3. "The Sound of Music" (1965) Pauline Kael called this movie the "sugar-coated lie people seem to want to eat." Yes! It's delicious, like crisp apple strudel! And it seems to have undergone a reappraisal in recent decades, led by critics who don't hate life and all the nice things it offers.
2. "Hamlet" (1948) Laurence Olivier is Hamlet.
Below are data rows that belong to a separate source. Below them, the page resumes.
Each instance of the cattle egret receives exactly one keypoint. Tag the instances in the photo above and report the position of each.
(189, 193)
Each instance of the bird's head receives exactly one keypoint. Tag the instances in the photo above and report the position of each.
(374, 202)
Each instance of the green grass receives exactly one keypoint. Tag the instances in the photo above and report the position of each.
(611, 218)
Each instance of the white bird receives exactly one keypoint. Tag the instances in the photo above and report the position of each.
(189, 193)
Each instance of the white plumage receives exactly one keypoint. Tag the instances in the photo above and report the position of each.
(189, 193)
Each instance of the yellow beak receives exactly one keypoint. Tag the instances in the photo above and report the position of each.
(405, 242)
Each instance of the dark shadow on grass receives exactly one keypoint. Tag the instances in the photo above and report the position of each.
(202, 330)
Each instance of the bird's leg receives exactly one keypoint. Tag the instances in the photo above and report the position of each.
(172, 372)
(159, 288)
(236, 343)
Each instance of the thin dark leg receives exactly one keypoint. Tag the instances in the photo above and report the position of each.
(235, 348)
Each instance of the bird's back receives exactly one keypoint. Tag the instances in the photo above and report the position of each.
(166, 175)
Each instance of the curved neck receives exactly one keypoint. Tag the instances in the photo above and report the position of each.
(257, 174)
1. "Titanic" (1997) James Cameron's blockbuster so dominated the box office and popular culture that, amid the millionth replaying of Celine Dion's "My Heart Will Go On," haters had to find something to grouse about. My old friend L.A. Times film critic Kenny Turan spoke for a number of people when he called Cameron's screenplay a "hackneyed, completely derivative copy of old Hollywood romances, a movie that reeks of phoniness and lacks even minimal originality." Kenny did not like this movie. Admittedly, the film's dialogue can be corny, but the screenplay's construction itself is airtight.
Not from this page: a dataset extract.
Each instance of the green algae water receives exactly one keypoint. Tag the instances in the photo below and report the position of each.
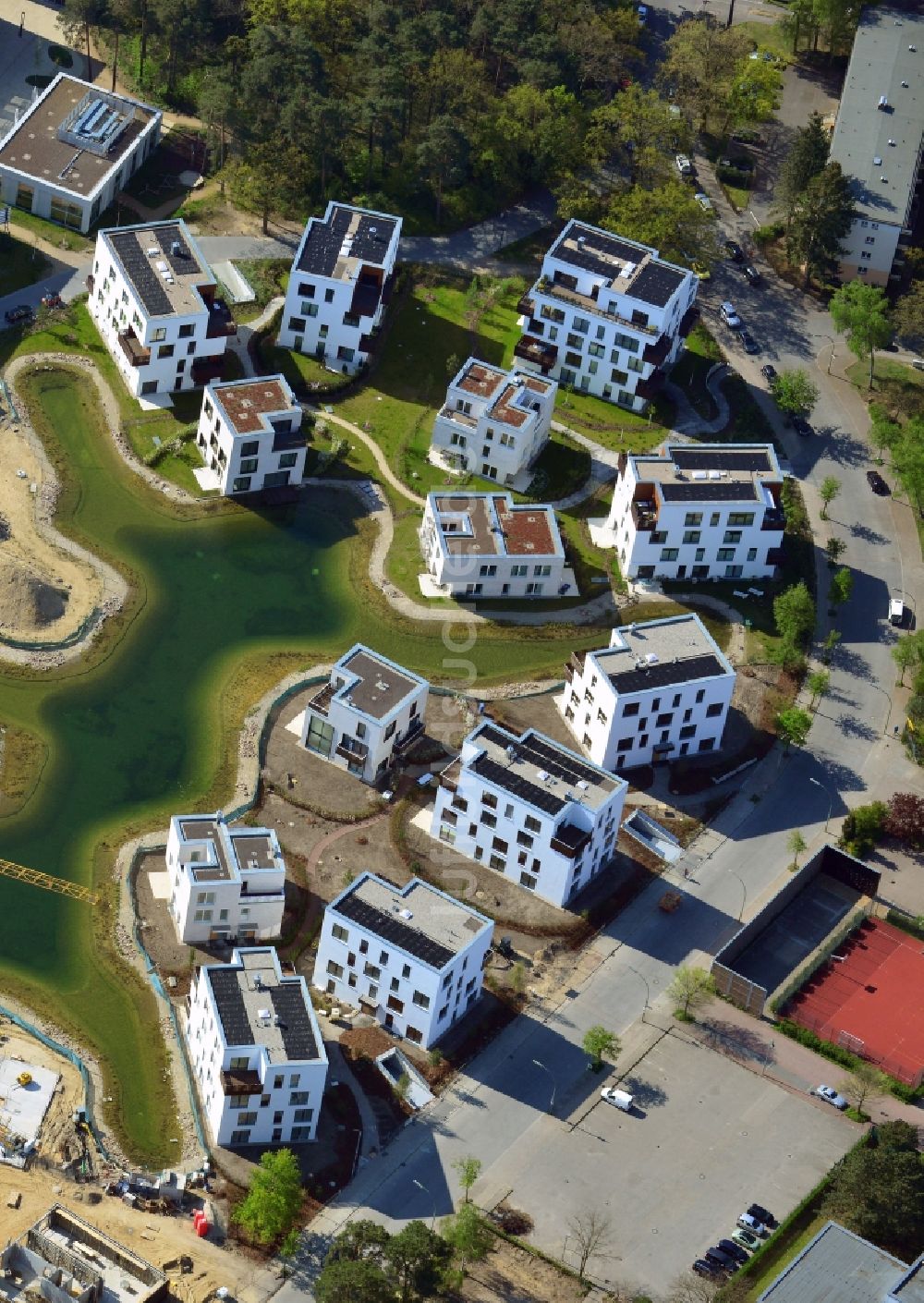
(140, 735)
So ... four movies from the Oscars' infancy, a Shakespeare adaptation and "Titanic" and "The Sound of Music," juggernauts that were impossible to ignore, even if you were so inclined. It's clear then that aspiring best picture contenders should at least have the appearance of literacy and the approval of the academy's writers branch voters. If not? Well, to quote Tommy, our favorite third-class passenger from the ever-quotable "Titanic": "Forget it, boyo."
Which screenplays will help this year's challengers rise and not sink to the bottom? Let's take a look.
"The Power of the Dog," Jane Campion
"The Lost Daughter," Maggie Gyllenhaal
"CODA," Sian Heder
"Drive My Car," Ryusuke Hamaguchi, Takamasa Oe
"West Side Story," Tony Kushner
On the cusp: "Dune," Jon Spaihts, Denis Villeneuve, Eric Roth; "The Tragedy of Macbeth," Joel Coen; "Nightmare Alley," Guillermo del Toro, Kim Morgan; "Passing," Rebecca Hall; "Cyrano," Erica Schmidt; "The Humans," Stephen Karam; "Tick, Tick ... Boom!" Steven Levenson
Those paying attention to the discussion around the year's best film are probably aware that the delicate drama in "Drive My Car" unfolds over the course of a leisurely pace that clocks in a minute shy of three hours. Less known is that it's taken from a Haruki Murakami short story that is all of 40 pages long. It's a remarkable adaptation that retains the intimacy of its source material while expanding it to a grand, simmering story of love and regret.
Watching "Drive My Car" requires a commitment of both time and focus, two things in short supply these days. Still, it would boggle my mind if this enthralling masterpiece is overlooked when nominations are announced next month.
"Licorice Pizza," Paul Thomas Anderson
"Belfast," Kenneth Branagh
"Don't Look Up," Adam McKay, David Sirota
"Being the Ricardos," Aaron Sorkin
"Parallel Mothers," Pedro Almodovar
On the cusp: "King Richard," Zach Baylin; "C'mon C'mon," Mike Mills; "A Hero," Asghar Farhadi; "The French Dispatch," Wes Anderson; "Mass," Fran Kranz; "The Worst Person in the World," Joachim Trier, Eskil Vogt
This category is filled with brand-name writers, including two, Anderson and Almodovar, for films that rank with their best work. It could be the year that Anderson, an eight-time nominee, including four for writing, wins his first Oscar.
Critics haven't been as kind to "Don't Look Up" or "Being the Ricardos," both from Oscar winners. But the movies revolve around topics that are of interest to writers branch voters (annihilation and the thankless job of being a sitcom staffer), so who knows? The films have been widely seen, giving them an advantage over worthier efforts like "C'mon C'mon," "A Hero," "Mass" and "The Worst Person in the World."
As for "King Richard," it comes from a first-time screenwriter who did a fine job telling the story of the Williams tennis family in a way that was entertaining and also consequential but never heavy-handed. The film transcends the tropes that weigh down sports movies and biopics, becoming something deeper and more thoughtful. That could be good for a nomination, which, yes, would be essential to its hopes of taking that best picture prize.